President Putin will continue to energize the defense industry because he is seeing a healthy return on his investment. Russian military expenditures have outpaced the U.S. in recent years, spending 4.5% of their GDP from 2009-2013. Undoubtedly part of this is due to intentional U.S. reductions including sequestration, but much of it has also been from increased foreign and domestic sales. Russian military exports earned a record $15 billion in 2012 and their defense industries employ 3 million people, providing 20% of Russia’s manufacturing jobs. With an approval rating of 80%, President Putin clearly has the popular support he was looking for, and rushing to place twenty-four SM-3s in Poland is not going to change that.

Empower the Warfighter to Defend Warfighters

Adjustments to the pace at which the U.S. implements missile defense have been necessary in the past, but it was done as a direct response to a clear and imminent threat. During the Bush administration, the Welch Panel determined the need to accelerate the National Missile Defense “3+3” program, leading to the U.S. abrogation of the 1979 Anti-Ballistic Missile Treaty. This move was largely due to North Korea development of long-range ballistic missile technology sooner than predicted. A high-risk schedule was necessary to ensure the Ground Based Missile Defense System was able to defend against limited ballistic missile attack by North Korea or other rogue nation by 2005.

However, as the MDA discovered through recent failures, the rapidly fielded GBI and CE-I and CE-II exo-atmospheric kill vehicles required retrofitting with engineering corrections to ensure their reliability. A similar urgency arose later in the program when the Obama administration acted on Secretary Gates’ recommendation to abandon the politically futile attempt to place GBI interceptors in Poland and the Czech Republic in order to respond to Iran’s higher-than-expected investment in short and medium range ballistic missiles.

A GAO report found that as a result of rushing to implement the timeline for EPAA Phase 1, the military ran into cost inefficiencies associated with activating the AN/TPY-2 radar in Turkey which was designed to support the defense of Europe against Iran’s expanding ability to wage short and medium range ballistic missile attacks. In contrast to these events, there is no indication accelerating the EPAA will influence Russia in the manner which section 1641 of the FY15 defense authorization intends. Every indication suggests it would simply feed into the strategic message Russia wishes to convey to its populace.

The U.S. will receive significantly more return on its investment if it continues its current plan of focusing on a steady test cadence, taking a “fly-before-you-buy” approach to mitigate retrofitting costs for GBI reliability, better integrate air and missile defense systems to include leveraging allies and partner nation assets and forces, and increasing the capacity and capability of short and medium range interceptors so they are more effective against existing threats, especially as they evolve in sophistication.  These are the priorities which warfighters have requested, which the MDA is striving to deliver on through a deliberate strategy instead of what was described by the RAND Corporation as a “crash program mentality”.

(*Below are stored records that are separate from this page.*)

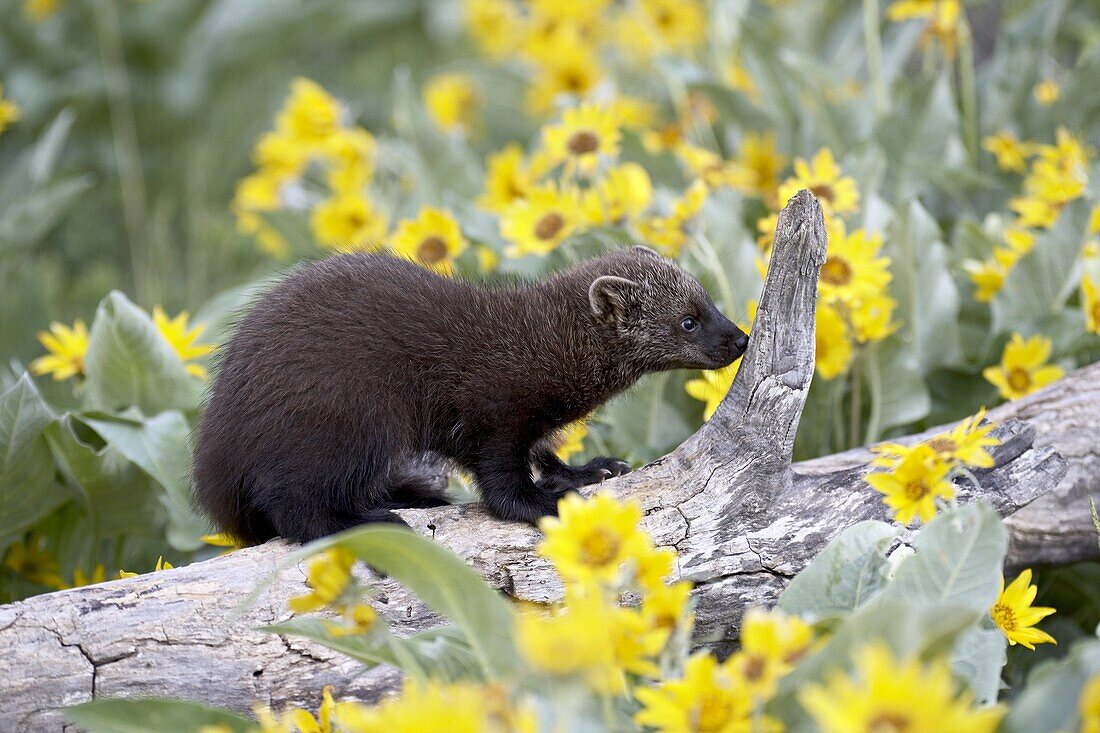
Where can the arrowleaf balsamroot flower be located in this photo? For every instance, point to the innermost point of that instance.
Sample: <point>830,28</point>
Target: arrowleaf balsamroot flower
<point>1015,616</point>
<point>1023,368</point>
<point>887,693</point>
<point>433,239</point>
<point>183,338</point>
<point>913,484</point>
<point>67,348</point>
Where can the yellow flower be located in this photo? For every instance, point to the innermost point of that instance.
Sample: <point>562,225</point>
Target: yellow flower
<point>888,693</point>
<point>585,137</point>
<point>759,154</point>
<point>965,444</point>
<point>572,439</point>
<point>822,176</point>
<point>183,338</point>
<point>913,484</point>
<point>67,348</point>
<point>1046,93</point>
<point>572,72</point>
<point>329,576</point>
<point>772,643</point>
<point>309,115</point>
<point>1088,707</point>
<point>1023,368</point>
<point>348,221</point>
<point>592,538</point>
<point>494,25</point>
<point>833,342</point>
<point>1010,153</point>
<point>30,559</point>
<point>623,194</point>
<point>1015,616</point>
<point>712,387</point>
<point>507,179</point>
<point>710,697</point>
<point>433,239</point>
<point>1090,302</point>
<point>538,223</point>
<point>9,111</point>
<point>452,101</point>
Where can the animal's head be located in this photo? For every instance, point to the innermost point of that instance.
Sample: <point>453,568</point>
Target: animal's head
<point>662,314</point>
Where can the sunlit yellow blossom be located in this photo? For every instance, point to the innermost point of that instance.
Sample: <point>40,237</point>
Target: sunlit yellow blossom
<point>913,484</point>
<point>1046,93</point>
<point>965,444</point>
<point>710,697</point>
<point>1010,153</point>
<point>66,349</point>
<point>1090,302</point>
<point>712,386</point>
<point>1088,707</point>
<point>9,111</point>
<point>772,643</point>
<point>1023,368</point>
<point>538,223</point>
<point>823,177</point>
<point>592,538</point>
<point>433,239</point>
<point>30,559</point>
<point>310,113</point>
<point>452,101</point>
<point>884,693</point>
<point>328,576</point>
<point>183,337</point>
<point>758,153</point>
<point>348,221</point>
<point>572,439</point>
<point>1015,616</point>
<point>620,195</point>
<point>585,137</point>
<point>833,342</point>
<point>494,25</point>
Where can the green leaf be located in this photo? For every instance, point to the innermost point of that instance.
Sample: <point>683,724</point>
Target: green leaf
<point>130,363</point>
<point>161,447</point>
<point>152,715</point>
<point>28,487</point>
<point>957,561</point>
<point>844,576</point>
<point>440,654</point>
<point>443,582</point>
<point>1048,701</point>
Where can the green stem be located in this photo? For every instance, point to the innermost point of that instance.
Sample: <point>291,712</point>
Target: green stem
<point>968,90</point>
<point>873,44</point>
<point>124,137</point>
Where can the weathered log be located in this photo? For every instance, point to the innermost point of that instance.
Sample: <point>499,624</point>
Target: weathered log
<point>741,520</point>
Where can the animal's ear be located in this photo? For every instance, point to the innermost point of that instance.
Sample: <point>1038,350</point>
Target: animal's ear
<point>609,296</point>
<point>641,249</point>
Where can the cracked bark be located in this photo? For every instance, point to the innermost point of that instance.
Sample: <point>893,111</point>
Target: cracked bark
<point>741,520</point>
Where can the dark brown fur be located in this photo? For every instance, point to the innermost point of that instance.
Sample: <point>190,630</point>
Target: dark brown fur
<point>352,367</point>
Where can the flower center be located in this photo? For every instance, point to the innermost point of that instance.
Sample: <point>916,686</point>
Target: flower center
<point>1020,380</point>
<point>549,226</point>
<point>714,712</point>
<point>1004,616</point>
<point>823,190</point>
<point>836,272</point>
<point>582,142</point>
<point>431,250</point>
<point>888,723</point>
<point>600,547</point>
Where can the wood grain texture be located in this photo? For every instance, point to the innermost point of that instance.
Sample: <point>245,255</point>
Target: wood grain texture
<point>741,518</point>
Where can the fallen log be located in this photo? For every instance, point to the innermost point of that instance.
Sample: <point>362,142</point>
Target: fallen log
<point>741,520</point>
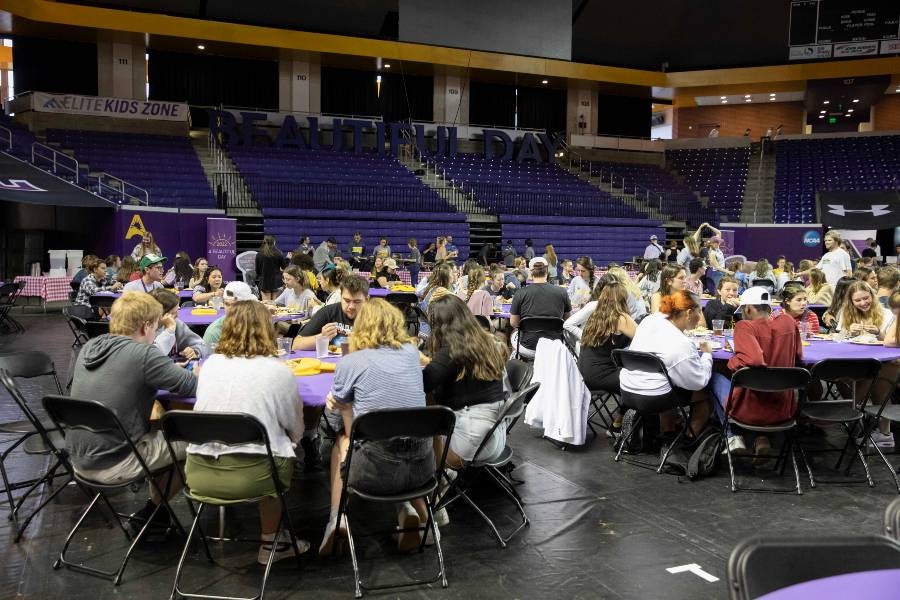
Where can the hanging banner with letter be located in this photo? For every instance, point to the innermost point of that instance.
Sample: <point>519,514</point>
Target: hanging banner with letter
<point>72,104</point>
<point>221,245</point>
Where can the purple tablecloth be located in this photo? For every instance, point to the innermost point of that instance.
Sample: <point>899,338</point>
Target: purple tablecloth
<point>865,584</point>
<point>822,349</point>
<point>312,388</point>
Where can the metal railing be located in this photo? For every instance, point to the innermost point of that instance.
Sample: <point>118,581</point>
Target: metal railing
<point>127,193</point>
<point>53,160</point>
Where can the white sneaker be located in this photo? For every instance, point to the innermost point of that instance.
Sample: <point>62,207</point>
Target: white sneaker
<point>736,445</point>
<point>283,549</point>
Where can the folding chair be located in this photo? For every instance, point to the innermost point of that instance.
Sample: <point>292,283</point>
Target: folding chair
<point>466,477</point>
<point>230,429</point>
<point>545,327</point>
<point>645,362</point>
<point>71,414</point>
<point>32,435</point>
<point>9,294</point>
<point>382,425</point>
<point>763,564</point>
<point>846,411</point>
<point>771,379</point>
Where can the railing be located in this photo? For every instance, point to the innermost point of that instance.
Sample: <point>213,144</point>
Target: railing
<point>110,185</point>
<point>6,137</point>
<point>55,161</point>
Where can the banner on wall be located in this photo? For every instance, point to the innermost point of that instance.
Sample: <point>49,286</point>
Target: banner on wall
<point>73,104</point>
<point>221,245</point>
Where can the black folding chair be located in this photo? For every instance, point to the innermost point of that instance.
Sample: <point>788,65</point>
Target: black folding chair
<point>645,362</point>
<point>383,425</point>
<point>471,471</point>
<point>545,327</point>
<point>846,411</point>
<point>9,294</point>
<point>71,414</point>
<point>230,429</point>
<point>763,564</point>
<point>771,379</point>
<point>32,435</point>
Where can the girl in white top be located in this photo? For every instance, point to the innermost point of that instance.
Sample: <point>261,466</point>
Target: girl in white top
<point>244,376</point>
<point>662,334</point>
<point>296,290</point>
<point>862,314</point>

Missile defense is a long-term solution to cope with the enduring threat of ballistic missiles. Missile defense does not have the capacity to remove Russia’s motivation to seek military solutions to economic problems. Using missile defense as a political gambit to compel Russia is an ineffective use of taxpayer dollars and harmful to a deliberate and sustainable strategy that has steadily evolved since 1995.

Duane Neal is a Lieutenant Commander in the U.S. Navy. His views are his own, and do not reflect those of the U.S. Defense Department or the Missile Defense Advocacy Alliance.